The Presidency has fiercely debunked claims that Bola Tinubu President promised 24-hour electricity to all Nigerians during his 2023 campaign, labeling the allegations a “mischievous” misrepresentation of facts. In a sharp rebuttal issued on Monday, June 22, Special Adviser on Information and Strategy Bayo Onanuga clarified that Tinubu’s campaign remarks in Lagos targeted the eradication of arbitrary estimated billing rather than a guarantee of around-the-clock power. The statement came in direct response to opposition leader Peter Obi, who had cited power grid failures and economic hardship to demand the President’s immediate resignation.
Obi, the 2023 presidential candidate of the Nigeria Democratic Congress (NDC), argued that Tinubu should step down, drawing a parallel to Keir Starmer, British Prime Minister, who he claimed resigned due to citizen dissatisfaction. Obi specifically reminded voters of an alleged campaign trail vow where Tinubu supposedly told Nigerians not to re-elect him if he failed to deliver uninterrupted power.
Rejecting Obi’s narrative, Onanuga insisted that the President’s words were completely stripped of their original context. He explained that Tinubu’s 2023 campaign speech in Lagos was explicitly focused on relieving consumers from the financial burden of unmetered, estimated billing.

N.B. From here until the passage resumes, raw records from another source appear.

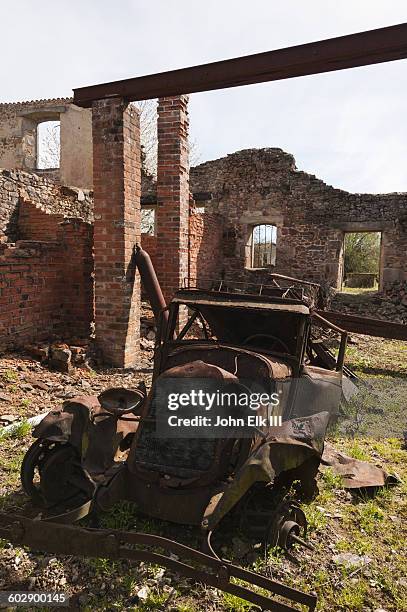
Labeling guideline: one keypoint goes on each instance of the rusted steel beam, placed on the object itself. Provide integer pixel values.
(365, 325)
(361, 49)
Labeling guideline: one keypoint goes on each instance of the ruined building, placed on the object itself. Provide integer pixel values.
(67, 233)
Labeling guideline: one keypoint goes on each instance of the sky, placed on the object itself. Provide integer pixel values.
(348, 128)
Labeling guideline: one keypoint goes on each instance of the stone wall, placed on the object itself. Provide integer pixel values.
(19, 144)
(263, 186)
(17, 186)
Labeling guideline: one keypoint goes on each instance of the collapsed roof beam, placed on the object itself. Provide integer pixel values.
(362, 49)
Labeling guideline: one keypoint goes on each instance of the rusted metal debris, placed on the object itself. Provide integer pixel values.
(361, 49)
(355, 474)
(366, 325)
(114, 544)
(97, 451)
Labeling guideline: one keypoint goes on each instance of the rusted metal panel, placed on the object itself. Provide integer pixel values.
(361, 49)
(365, 325)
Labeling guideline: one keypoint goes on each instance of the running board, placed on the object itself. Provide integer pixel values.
(114, 544)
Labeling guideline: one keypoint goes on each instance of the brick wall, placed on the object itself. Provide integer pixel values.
(34, 223)
(46, 288)
(17, 185)
(258, 186)
(205, 248)
(172, 194)
(117, 180)
(31, 302)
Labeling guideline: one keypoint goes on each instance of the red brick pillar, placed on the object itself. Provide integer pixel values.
(172, 194)
(116, 178)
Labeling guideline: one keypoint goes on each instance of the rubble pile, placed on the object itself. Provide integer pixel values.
(389, 307)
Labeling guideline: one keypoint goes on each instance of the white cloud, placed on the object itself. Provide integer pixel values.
(348, 127)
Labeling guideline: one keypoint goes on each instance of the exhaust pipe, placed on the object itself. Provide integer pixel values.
(151, 284)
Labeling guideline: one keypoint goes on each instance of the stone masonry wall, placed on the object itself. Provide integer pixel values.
(205, 247)
(257, 186)
(46, 288)
(17, 185)
(19, 143)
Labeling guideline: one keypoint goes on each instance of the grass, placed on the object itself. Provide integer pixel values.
(338, 522)
(21, 430)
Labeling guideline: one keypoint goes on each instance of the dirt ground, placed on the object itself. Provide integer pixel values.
(358, 562)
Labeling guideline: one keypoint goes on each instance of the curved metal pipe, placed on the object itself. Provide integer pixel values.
(151, 284)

According to Onanuga, the exact quote from the campaign was:
“Whichever way, by all means necessary, you will have electricity, and you will not pay for estimated bills anymore. A promise made will be a promise kept. If I don’t keep the promise and I come for a second term, don’t vote for me unless I give you adequate reasons why I couldn’t deliver.”
The presidential aide emphasised that rewriting the speech to mean a guarantee of nationwide 24-hour electricity was a deliberate attempt by the opposition to mislead the public.
To defend the administration’s actual performance against the opposition’s criticisms, Onanuga highlighted key structural milestones achieved by the Tinubu government to fix the energy sector.
He noted that the administration has already signed the Electricity Act, which de-centralizes electricity regulation and allows states and private entities to generate and distribute their own power.
The government has also expanded prepaid meter deployment across the country to aggressively combat the very estimated billing system Tinubu campaigned against, while investing heavily in alternative power sources to diversify the national energy mix and improve long-term grid reliability.